We expose our internal knowledge base over both REST and MCP using fastapi-mcp, which mounts existing FastAPI routes as MCP tools: no second server, no protocol-translation proxy. Two tools matter here: search_kb (semantic retrieval) and ask_kb (retrieval plus an LLM synthesis call that returns a cited answer).
search_kb worked flawlessly everywhere. ask_kb failed, intermittently, and the failure was maddeningly opaque. In the MCP client it surfaced as nothing more than:
Command failed with no output
No stack trace. No error payload. Just silence. And only sometimes.
The tell: one tool worked, the other didn’t
The pattern was the clue. search_kb does pure vector retrieval and returns in well under a second. ask_kb does the same retrieval and then calls an LLM to synthesize an answer, around seven seconds end to end. The fast tool always worked; the slow tool usually didn’t. “Usually,” because a short or cached answer occasionally came back quickly enough to succeed.
That smelled like a timeout. But our endpoint wasn’t timing out. Calling the REST /ask route directly returned a clean 200 in ~7 seconds. The failure only happened through MCP.
What fastapi-mcp actually does
Here’s the part that isn’t obvious: fastapi-mcp doesn’t invoke your route function in-process. When an MCP client calls a tool, fastapi-mcp makes an internal HTTP request to your own REST endpoint over localhost, using an httpx.AsyncClient.
And httpx defaults to a 5-second read timeout.
So the chain for ask_kb was: MCP client → fastapi-mcp → httpx (5s limit) → our /ask route → ~7s of retrieval + LLM synthesis. The synthesis blew past five seconds, httpx raised ReadTimeout, fastapi-mcp returned nothing, and the MCP client reported “Command failed with no output.” The container logs confirmed it:
httpx.ReadTimeout
File ".../fastapi_mcp/server.py", line 584, in _request
search_kb was fine because it never crossed the 5-second line.
The fix
Hand fastapi-mcp an httpx client with a timeout sized for LLM latency:
import httpx
from fastapi_mcp import FastApiMCP
mcp_client = httpx.AsyncClient(
base_url="http://localhost:8000",
timeout=httpx.Timeout(120.0), # default is 5s, far too short for LLM-backed tools
)
mcp = FastApiMCP(app, http_client=mcp_client, include_operations=["search_kb", "ask_kb"])
mcp.mount_http()
One line. The intermittent failures vanished.
Takeaways
- When a framework bridges calls internally over HTTP, it brings its own client config, and defaults are tuned for fast APIs, not model latency. fastapi-mcp’s localhost hop is easy to forget is even there.

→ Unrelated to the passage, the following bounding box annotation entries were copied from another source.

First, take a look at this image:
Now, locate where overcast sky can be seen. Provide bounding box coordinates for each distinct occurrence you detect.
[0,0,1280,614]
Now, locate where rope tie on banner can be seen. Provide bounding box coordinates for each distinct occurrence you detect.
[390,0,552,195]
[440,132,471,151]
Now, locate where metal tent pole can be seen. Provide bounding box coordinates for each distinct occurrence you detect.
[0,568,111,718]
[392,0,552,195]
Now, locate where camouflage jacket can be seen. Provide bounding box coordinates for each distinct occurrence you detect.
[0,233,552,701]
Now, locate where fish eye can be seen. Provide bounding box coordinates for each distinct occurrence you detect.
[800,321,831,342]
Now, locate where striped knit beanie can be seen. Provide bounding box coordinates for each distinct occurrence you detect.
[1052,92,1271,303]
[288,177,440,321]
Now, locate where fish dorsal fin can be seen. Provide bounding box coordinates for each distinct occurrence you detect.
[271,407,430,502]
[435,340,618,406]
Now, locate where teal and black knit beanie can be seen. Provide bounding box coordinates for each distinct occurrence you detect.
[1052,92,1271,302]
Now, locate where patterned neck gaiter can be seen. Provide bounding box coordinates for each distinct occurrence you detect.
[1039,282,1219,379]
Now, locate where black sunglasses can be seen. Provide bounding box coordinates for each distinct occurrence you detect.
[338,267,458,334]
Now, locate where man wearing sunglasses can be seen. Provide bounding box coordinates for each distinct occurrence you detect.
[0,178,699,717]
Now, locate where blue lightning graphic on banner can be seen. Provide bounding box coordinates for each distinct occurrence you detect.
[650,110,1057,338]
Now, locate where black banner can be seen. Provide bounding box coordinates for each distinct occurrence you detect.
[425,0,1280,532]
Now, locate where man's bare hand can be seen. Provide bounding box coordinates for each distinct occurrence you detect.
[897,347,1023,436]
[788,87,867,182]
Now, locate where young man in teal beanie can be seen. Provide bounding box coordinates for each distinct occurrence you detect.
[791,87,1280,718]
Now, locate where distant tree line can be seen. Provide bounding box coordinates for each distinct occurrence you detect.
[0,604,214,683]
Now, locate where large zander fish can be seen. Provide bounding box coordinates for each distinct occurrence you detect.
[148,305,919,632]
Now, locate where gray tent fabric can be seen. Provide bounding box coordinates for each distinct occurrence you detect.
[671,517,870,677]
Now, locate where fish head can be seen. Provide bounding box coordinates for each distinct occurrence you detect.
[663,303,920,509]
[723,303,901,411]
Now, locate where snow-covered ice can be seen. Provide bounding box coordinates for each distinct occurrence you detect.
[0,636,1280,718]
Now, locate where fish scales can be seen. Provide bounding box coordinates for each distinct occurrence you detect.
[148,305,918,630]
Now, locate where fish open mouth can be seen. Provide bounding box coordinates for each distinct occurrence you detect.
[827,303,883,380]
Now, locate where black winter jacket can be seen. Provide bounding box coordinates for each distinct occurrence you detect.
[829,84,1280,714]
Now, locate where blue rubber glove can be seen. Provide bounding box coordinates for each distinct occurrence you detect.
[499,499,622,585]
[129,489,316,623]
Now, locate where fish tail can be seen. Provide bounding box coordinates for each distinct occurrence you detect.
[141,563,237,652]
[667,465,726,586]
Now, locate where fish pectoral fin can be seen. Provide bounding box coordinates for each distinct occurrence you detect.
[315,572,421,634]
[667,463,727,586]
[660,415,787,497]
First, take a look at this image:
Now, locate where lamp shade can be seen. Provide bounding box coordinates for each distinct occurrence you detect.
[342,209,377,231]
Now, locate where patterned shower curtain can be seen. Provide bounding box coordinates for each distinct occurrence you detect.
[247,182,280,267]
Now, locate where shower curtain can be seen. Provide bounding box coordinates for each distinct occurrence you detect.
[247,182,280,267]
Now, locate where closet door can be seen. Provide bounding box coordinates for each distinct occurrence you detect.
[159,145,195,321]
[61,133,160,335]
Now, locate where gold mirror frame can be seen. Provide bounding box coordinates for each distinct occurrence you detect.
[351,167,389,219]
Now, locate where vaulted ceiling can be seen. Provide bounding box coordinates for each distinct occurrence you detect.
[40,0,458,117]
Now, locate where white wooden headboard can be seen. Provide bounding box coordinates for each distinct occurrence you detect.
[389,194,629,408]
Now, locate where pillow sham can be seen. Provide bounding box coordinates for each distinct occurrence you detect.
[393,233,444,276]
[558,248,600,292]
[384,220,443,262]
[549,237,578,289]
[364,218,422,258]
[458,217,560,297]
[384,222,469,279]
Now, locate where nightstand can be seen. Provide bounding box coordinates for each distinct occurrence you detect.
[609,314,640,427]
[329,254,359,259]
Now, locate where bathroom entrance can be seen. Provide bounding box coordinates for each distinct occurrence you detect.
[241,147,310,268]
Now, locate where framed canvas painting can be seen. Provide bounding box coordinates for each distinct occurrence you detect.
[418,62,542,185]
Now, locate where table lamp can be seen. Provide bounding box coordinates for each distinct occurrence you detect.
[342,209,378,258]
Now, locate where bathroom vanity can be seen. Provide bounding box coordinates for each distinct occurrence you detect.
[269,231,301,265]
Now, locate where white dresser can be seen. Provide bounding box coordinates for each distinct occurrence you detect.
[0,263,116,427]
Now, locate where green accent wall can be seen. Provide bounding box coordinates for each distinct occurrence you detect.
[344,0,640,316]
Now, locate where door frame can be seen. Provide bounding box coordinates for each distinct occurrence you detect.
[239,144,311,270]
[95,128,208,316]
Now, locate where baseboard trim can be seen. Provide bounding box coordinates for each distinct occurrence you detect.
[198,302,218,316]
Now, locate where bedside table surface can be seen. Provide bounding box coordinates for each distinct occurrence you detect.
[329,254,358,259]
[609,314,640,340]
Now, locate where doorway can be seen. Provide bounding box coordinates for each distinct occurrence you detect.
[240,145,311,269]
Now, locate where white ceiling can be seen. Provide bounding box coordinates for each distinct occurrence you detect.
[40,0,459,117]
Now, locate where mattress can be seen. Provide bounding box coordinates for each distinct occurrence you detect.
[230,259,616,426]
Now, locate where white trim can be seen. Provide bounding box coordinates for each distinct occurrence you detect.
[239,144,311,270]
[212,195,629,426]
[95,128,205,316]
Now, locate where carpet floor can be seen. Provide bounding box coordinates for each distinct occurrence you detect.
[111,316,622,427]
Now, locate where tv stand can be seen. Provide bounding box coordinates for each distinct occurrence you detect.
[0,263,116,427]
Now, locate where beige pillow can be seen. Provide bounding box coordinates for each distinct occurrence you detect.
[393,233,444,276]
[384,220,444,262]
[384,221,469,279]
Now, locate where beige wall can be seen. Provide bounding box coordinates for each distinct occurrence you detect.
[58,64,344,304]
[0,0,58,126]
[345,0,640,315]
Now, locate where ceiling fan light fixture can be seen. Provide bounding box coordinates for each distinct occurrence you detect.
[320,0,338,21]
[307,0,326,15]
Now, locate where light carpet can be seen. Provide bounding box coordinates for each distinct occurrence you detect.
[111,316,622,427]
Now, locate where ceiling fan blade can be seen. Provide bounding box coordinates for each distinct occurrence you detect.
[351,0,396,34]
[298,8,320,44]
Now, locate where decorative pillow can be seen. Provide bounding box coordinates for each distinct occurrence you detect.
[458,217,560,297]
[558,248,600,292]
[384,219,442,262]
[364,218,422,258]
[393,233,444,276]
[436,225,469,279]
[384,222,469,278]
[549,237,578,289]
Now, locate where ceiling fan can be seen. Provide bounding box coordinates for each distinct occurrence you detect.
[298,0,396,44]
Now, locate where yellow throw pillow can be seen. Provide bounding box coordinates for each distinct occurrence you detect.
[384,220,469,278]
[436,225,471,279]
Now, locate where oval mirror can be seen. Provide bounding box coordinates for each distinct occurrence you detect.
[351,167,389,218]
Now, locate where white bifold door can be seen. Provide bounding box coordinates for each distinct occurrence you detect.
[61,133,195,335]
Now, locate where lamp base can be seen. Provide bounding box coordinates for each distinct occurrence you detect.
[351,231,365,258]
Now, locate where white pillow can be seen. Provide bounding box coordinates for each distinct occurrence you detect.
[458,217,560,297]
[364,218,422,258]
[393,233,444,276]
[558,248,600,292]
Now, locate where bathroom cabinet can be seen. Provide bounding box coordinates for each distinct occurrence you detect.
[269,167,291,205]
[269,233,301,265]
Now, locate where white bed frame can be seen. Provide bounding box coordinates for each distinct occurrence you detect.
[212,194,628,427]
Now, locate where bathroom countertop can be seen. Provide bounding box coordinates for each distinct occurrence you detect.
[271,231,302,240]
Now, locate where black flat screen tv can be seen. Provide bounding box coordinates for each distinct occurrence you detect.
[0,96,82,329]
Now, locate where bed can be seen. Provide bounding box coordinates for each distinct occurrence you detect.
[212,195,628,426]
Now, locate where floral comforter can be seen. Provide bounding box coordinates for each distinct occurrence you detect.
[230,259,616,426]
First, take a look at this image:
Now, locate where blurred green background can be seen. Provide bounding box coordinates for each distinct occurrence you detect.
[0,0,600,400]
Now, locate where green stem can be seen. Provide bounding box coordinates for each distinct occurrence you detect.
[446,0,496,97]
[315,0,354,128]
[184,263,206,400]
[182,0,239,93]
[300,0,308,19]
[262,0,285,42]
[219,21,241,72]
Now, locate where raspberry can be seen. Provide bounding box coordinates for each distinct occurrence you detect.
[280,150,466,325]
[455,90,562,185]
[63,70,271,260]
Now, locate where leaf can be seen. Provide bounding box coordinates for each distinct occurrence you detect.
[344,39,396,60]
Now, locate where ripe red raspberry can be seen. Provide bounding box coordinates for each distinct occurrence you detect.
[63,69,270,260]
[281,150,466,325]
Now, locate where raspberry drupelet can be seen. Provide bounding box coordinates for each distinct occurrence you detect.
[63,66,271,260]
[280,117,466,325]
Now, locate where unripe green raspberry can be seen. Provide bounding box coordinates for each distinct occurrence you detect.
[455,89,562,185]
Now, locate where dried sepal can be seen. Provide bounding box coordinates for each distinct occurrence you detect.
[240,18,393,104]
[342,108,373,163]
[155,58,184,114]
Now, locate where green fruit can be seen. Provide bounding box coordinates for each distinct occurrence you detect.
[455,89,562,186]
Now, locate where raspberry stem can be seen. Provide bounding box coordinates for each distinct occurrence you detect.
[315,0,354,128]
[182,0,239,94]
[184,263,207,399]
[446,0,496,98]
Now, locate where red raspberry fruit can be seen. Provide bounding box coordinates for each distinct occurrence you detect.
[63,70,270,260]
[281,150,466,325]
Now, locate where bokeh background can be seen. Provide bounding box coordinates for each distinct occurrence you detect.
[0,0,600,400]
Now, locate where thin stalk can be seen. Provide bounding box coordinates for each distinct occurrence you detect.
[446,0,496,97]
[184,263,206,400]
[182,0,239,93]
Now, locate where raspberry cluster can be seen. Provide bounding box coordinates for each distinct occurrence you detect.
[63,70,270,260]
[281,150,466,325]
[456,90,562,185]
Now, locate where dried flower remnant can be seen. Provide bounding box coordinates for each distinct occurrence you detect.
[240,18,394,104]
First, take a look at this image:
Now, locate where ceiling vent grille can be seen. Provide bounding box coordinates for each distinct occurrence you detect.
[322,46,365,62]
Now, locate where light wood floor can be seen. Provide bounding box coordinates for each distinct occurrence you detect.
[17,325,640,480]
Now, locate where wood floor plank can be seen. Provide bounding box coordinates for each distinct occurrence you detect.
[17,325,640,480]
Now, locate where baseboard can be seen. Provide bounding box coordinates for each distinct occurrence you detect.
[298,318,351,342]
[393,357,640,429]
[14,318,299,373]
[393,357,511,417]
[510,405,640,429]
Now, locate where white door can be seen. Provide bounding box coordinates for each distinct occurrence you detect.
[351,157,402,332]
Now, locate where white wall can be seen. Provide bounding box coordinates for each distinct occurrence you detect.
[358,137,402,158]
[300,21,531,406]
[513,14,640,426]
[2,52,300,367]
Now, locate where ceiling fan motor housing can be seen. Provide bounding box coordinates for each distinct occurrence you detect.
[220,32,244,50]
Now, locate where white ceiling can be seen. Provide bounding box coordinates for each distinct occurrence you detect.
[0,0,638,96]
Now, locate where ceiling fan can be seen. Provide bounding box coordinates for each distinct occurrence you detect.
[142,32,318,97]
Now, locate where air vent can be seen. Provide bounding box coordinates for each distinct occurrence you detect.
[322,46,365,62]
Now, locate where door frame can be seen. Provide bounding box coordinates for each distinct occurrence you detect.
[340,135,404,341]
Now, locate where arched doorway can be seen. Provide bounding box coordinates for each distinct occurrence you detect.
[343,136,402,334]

- “Command failed with no output” from an MCP client usually means a timeout, not a crash. The real exception lives in your server’s logs, not the client’s.
- Any MCP tool that calls an LLM needs a generous timeout across the whole chain, and there are several: the MCP client, your reverse proxy (we run nginx with
proxy_read_timeout 300s), and the framework’s internal HTTP client. Miss the innermost one and the outer ones don’t matter.